Now, as for taking dogs trick-or-treating, taking your dog out among a bunch of screaming kids dressed up in weird outfits may not work for some dogs. Some don’t care and they are calm and happy around people, even if they do look like little

Martians.

However, for some dogs, taking them out among the ghouls can be a living nightmare. For some dogs, the crowd and noise are overwhelming and the costumes are weird and threatening. My dog doesn’t recognize me dressed up and greets me with a low growl until I talk to him. Dogs that are skittish and have

not been exposed to lots of people lack confidence and often react negatively. Care should be taken to prevent an accident.
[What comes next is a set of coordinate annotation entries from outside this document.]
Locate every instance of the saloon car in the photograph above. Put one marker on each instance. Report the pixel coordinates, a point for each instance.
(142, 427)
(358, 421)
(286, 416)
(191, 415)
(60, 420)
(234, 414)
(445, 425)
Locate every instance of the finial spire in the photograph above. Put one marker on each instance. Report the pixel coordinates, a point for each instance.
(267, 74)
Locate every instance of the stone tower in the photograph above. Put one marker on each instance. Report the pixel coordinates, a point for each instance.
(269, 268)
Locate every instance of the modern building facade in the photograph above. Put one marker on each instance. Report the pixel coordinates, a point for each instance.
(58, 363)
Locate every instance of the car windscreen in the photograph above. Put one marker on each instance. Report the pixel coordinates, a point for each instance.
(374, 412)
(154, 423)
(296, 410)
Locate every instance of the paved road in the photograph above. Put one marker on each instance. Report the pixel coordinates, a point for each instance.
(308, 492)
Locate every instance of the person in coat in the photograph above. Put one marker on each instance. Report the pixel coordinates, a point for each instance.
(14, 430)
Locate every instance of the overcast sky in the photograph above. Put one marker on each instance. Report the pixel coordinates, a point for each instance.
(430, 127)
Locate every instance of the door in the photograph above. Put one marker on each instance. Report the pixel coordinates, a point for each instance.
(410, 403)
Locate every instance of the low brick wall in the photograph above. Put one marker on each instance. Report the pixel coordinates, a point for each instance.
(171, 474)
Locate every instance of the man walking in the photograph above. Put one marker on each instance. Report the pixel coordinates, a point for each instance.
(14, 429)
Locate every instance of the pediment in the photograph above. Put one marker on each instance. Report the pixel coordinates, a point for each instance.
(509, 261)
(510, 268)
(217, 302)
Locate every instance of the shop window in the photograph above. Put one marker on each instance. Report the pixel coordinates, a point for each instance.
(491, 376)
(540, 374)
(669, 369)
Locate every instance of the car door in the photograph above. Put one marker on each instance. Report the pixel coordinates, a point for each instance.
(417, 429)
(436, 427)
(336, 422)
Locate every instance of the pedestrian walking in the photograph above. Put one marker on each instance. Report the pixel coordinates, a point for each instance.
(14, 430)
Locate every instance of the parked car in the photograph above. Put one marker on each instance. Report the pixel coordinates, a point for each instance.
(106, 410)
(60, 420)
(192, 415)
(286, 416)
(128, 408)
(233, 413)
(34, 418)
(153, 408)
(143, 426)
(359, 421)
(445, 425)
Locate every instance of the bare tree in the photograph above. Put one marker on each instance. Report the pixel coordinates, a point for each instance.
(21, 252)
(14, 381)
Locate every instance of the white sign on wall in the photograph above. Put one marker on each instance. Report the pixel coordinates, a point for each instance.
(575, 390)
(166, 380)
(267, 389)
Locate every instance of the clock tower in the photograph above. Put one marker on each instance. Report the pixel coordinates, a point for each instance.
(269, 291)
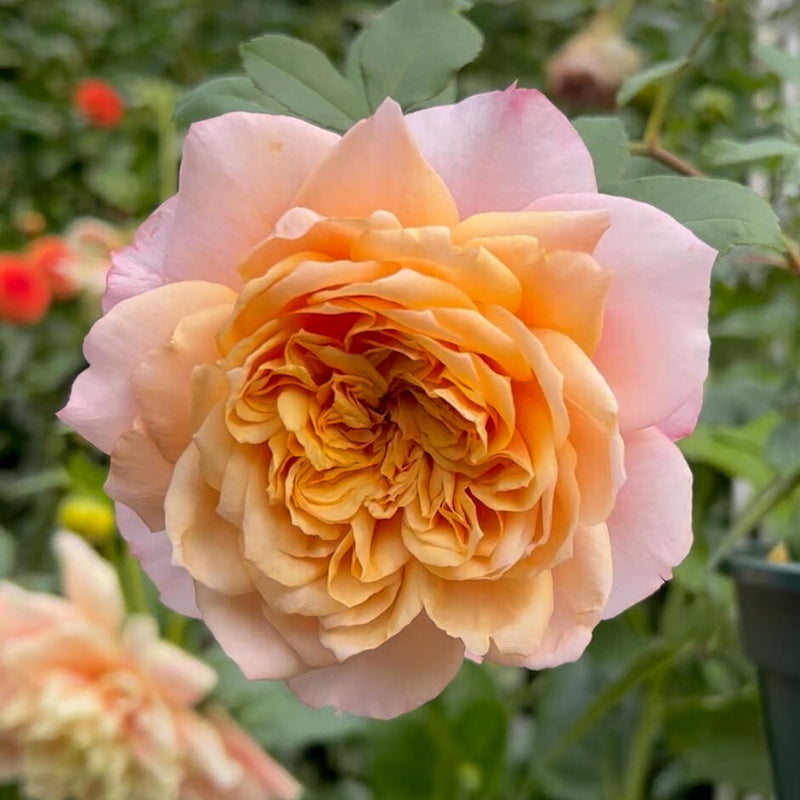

If you have a dog and see a change in behavior with trick-or-treaters, taking him out or having him at your door while passing out candy are not good choices. It would be no fun if your dog bit a kid because he felt threatened. If you do have a dog that enjoys a crowd of masked kids, do not allow kids to greet your dog unexpectedly. Always have the dog on a leash. Not everyone appreciates a strange dog greeting them and dogs can quickly get disoriented with commotion. As far as chocolate goes, be careful Fido doesn’t get into the stash. Chocolate makes dogs sick.

On the subject of cats, we generally do not see cats dressed up going door to door, but they can get into trouble in other ways. Being nervous and elusive by nature, cats generally don’t

appreciate crowds of screaming kids and dressed up dogs. They may get spooked, literally, and end up hiding in places that are unsafe, like someone’s garage or shed and being locked in. Likewise, while we generally do not see nasty things being done to cats on Halloween, it is always a possibility. My advice is to keep the cat in for the night.

I hope everyone, and every dog and cat, has a happy and safe Halloween.